One of the most interesting presentations in the last session of the workshop is this talk by David Bau titled "Direct Model Editing and Mechanistic Interpretability". David and his team locate exact information in the model, and edit it. So for example they edit the location of the Eiffel Tower to be in Rome. So whenever the model generates anything involving location (e.g., the view from the top of the tower), it actually describes Rome
Talk: https://www.youtube.com/watch?v=I1ELSZNFeHc
Paper: https://rome.baulab.info/
Follow-up work: https://memit.baulab.info/
There is also work on "Probing" the representation vectors inside the model and investigating what information is encoded at the various layers. One early Transformer Explainability paper (BERT Rediscovers the Classical NLP Pipeline https://arxiv.org/abs/1905.05950) found that "the model represents the steps of the traditional NLP pipeline in an interpretable and localizable way: POS tagging, parsing, NER, semantic roles, then coreference". Meaning that the representations in the earlier layers encode things like whether a token is a verb or noun, and later layers encode other, higher-level information. I've made an intro to these probing methods here: https://www.youtube.com/watch?v=HJn-OTNLnoE
A lot of applied work doesn't require interpretability and explainability at the moment, but I suspect the interest will continue to increase.
I wasn't aware of that BERT explainability paper - will be reading it, and watching your video.
Are there any more recent Transformer Explainability papers that you would recommend - maybe ones that build on this and look at what's going on in later layers?

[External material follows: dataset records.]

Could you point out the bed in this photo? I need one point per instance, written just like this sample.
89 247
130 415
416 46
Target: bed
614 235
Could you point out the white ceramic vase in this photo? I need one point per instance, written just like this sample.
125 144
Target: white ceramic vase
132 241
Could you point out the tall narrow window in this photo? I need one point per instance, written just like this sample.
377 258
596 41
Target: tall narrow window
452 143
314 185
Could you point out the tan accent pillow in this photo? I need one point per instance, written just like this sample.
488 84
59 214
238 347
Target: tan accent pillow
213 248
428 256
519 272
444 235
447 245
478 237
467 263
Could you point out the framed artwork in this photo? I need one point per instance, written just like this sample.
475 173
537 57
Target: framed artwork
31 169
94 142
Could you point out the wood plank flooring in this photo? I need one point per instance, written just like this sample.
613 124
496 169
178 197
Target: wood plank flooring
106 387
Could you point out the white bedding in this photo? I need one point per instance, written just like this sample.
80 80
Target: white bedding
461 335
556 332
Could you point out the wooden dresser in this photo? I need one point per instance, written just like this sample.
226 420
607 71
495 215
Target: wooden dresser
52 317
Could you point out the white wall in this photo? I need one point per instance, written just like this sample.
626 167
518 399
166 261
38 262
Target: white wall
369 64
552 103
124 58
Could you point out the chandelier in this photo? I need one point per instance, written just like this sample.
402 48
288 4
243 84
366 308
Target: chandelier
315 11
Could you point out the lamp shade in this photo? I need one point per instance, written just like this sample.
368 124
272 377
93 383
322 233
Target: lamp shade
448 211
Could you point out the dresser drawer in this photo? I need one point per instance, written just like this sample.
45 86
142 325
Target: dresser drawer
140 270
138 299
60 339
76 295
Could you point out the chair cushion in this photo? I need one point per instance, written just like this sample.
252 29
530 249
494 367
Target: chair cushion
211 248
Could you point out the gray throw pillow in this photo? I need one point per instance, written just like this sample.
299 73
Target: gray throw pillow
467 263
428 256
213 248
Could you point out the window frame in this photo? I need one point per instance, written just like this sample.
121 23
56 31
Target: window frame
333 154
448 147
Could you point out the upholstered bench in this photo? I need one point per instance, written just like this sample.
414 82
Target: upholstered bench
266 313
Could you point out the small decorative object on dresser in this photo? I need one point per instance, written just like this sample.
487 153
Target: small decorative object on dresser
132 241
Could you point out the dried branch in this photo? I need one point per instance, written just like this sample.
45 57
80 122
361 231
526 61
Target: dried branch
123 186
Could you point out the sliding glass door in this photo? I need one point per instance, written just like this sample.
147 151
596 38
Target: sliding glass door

Transformer Feed-Forward Layers Are Key-Value Memories https://arxiv.org/abs/2012.14913
The Dual Form of Neural Networks Revisited: Connecting Test Time Predictions to Training Patterns via Spotlights of Attention https://arxiv.org/abs/2202.05798
https://github.com/neelnanda-io/TransformerLens
In the most simple case this is a copying operation such that an early occurrence of AB predicts that a later A should be followed by B. In the more general case this becomes A'B' => AB which seems to be more of an analogy type relationship.
https://arxiv.org/abs/2209.11895
https://youtu.be/Vea4cfn6TOA
This is still only a low level mechanistic type of operation, but at least a glimpse into how transformers are operating at inference time.
You don't know what they learn beforehand (else deep learning wouldn't be necessary) so you have to try and figure it out afterwards.
But artificial parameters aren't beholden to any sort of "explainabilty rule". No guarantee anything is wired in a way for humans to comprehend. And even if it was, you're looking at hundreds of billions of parameters potentially.
Minor nitpick: The intercom button obscures the topic expansion button for the final appendix in the nav menu. Maybe move intercom to the bottom right instead?
From what I've seen so far, it looks awesome. I'm excited to dive in. Thanks!
I’ve also made some visual explanations for ml for Amazon, available at https://mlu-explain.github.io/
Big fan of your early work, Jay, a big inspiration for me!
I really loved your [explainer on AI Art](https://www.youtube.com/watch?v=MXmacOUJUaw), and I've already added more of your videos and articles on my watch-later read-later lists! Can't wait to spend more time with them this weekend.
Thank you for creating such wonderful resources!